Contrary to some reports last week, there was no agreement between Lawrence Cannon and Hillary Clinton that Omar Khadr would return to Canada after serving another year at Guantanamo. As Paul Koring is reporting, the United States will allow him to make the request, but the "decision on that is solely up to the Canadian government." Which is pretty much what Vic Toews - the minister responsible for the International Transfer of Offenders Act - said last week.
Given the overwhelming sympathy for Mr. Khadr in media circles, one can imagine a re-elected minority Conservative government - especially one with a thinner plurality - allowing Mr. Khadr to come home, where he could expect an early release on parole. However, in light of the 40 year sentence voted by the jury - and judging from the tone of this column, the Conservative base will likely remain quite bloody-minded at the prospect of Mr. Khadr's re-patriation. Moreover, Mr. Khadr's lawyer didn't do his client any favours by indicating that the stipulation of facts was all "fiction" and that he was "innocent." And Mr. Khadr's decision not to testify under oath - as is his right - which would have allowed him to be cross-examined, will raise doubts as to the sincerity of his repentance.
Mr. Khadr's prospects for repatriation would be much better under a coalition government - which Michael Ignatieff says he's prepared to lead after the next election. And which is now in the cards, according to Frank Graves - though not according to Angus Reid.
How do we know that Mr. Khadr's prospects would be better under a coalition government?
While there are no facts in the future, here's NDP MP Olivia Chow waxing optimistic on a quite similar controversy:
"There would be a chance if the Conservatives lose power in this election, (deserters) might still be in Canada I hope," Ms. Chow said in an interview from Ottawa. "I suspect we might have a spring election so their fate is in the hands of some of the Liberals and Conservative MPs."
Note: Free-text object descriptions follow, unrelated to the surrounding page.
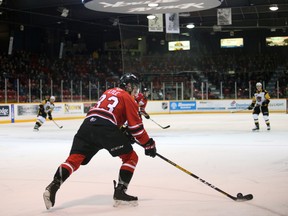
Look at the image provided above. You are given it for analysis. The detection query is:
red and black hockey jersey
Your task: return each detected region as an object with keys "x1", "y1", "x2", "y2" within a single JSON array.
[
  {"x1": 86, "y1": 87, "x2": 150, "y2": 145},
  {"x1": 135, "y1": 92, "x2": 148, "y2": 113}
]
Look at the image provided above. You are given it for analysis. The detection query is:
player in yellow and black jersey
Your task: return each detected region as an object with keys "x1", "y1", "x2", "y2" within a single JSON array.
[
  {"x1": 248, "y1": 82, "x2": 271, "y2": 131},
  {"x1": 33, "y1": 96, "x2": 55, "y2": 131}
]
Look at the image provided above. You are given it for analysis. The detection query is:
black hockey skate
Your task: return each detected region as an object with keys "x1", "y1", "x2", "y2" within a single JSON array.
[
  {"x1": 43, "y1": 178, "x2": 61, "y2": 210},
  {"x1": 33, "y1": 122, "x2": 42, "y2": 131},
  {"x1": 252, "y1": 122, "x2": 260, "y2": 131},
  {"x1": 252, "y1": 126, "x2": 259, "y2": 131},
  {"x1": 33, "y1": 125, "x2": 39, "y2": 132},
  {"x1": 113, "y1": 180, "x2": 138, "y2": 207}
]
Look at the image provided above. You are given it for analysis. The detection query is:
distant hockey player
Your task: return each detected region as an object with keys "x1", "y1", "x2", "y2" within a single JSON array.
[
  {"x1": 248, "y1": 82, "x2": 271, "y2": 131},
  {"x1": 135, "y1": 87, "x2": 150, "y2": 119},
  {"x1": 43, "y1": 73, "x2": 157, "y2": 209},
  {"x1": 33, "y1": 96, "x2": 55, "y2": 131}
]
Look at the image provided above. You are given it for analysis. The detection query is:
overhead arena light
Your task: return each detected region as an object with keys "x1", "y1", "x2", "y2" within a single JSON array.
[
  {"x1": 148, "y1": 3, "x2": 159, "y2": 8},
  {"x1": 147, "y1": 14, "x2": 156, "y2": 20},
  {"x1": 269, "y1": 4, "x2": 278, "y2": 11},
  {"x1": 186, "y1": 23, "x2": 195, "y2": 29}
]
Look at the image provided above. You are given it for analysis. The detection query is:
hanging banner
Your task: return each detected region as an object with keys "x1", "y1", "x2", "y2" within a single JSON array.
[
  {"x1": 59, "y1": 42, "x2": 64, "y2": 59},
  {"x1": 217, "y1": 8, "x2": 232, "y2": 25},
  {"x1": 148, "y1": 14, "x2": 163, "y2": 32},
  {"x1": 8, "y1": 36, "x2": 14, "y2": 55},
  {"x1": 165, "y1": 13, "x2": 180, "y2": 34}
]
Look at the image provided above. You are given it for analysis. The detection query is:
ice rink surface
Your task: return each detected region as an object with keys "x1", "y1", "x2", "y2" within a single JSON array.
[{"x1": 1, "y1": 113, "x2": 288, "y2": 216}]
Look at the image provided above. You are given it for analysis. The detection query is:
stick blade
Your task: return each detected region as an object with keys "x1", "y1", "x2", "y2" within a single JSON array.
[
  {"x1": 162, "y1": 125, "x2": 170, "y2": 129},
  {"x1": 236, "y1": 194, "x2": 253, "y2": 201}
]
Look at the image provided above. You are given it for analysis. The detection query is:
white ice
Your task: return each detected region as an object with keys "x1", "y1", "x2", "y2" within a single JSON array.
[{"x1": 0, "y1": 113, "x2": 288, "y2": 216}]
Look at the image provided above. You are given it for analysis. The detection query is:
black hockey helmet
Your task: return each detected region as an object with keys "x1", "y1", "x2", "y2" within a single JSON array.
[
  {"x1": 142, "y1": 87, "x2": 150, "y2": 97},
  {"x1": 119, "y1": 73, "x2": 139, "y2": 89}
]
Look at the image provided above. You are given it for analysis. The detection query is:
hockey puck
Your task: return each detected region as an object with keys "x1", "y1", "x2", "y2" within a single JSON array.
[
  {"x1": 245, "y1": 194, "x2": 253, "y2": 200},
  {"x1": 237, "y1": 193, "x2": 243, "y2": 198}
]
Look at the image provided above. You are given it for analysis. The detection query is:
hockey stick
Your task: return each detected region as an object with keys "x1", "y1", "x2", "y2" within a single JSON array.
[
  {"x1": 149, "y1": 118, "x2": 170, "y2": 129},
  {"x1": 52, "y1": 119, "x2": 63, "y2": 129},
  {"x1": 156, "y1": 152, "x2": 253, "y2": 202}
]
The NDP and the Bloc have been very sympathetic to Mr. Khadr all along. As Ms. Chow correctly notes, the Liberals are therefore the lynchpin on the Khadr issue - and they've consistently been among his champions.
Last week's testimony changed nothing in the Liberal position. In the words of MP John McKay: "He's a Canadian citizen. He may be an offensive Canadian citizen, he may be an obnoxious Canadian citizen, but he's still a citizen."
And, tellingly, even after Mr. Khadr had agreed in the signed stipulation of facts that he was a war criminal, an al-Qa'eda terrorist and a murderer, Liberal foreign affairs critic Bob Rae rose in the House of Commons with this question: "When will the Government of Canada tell us clearly what its policy is regarding Mr. Khadr, a Canadian citizen and a child soldier?"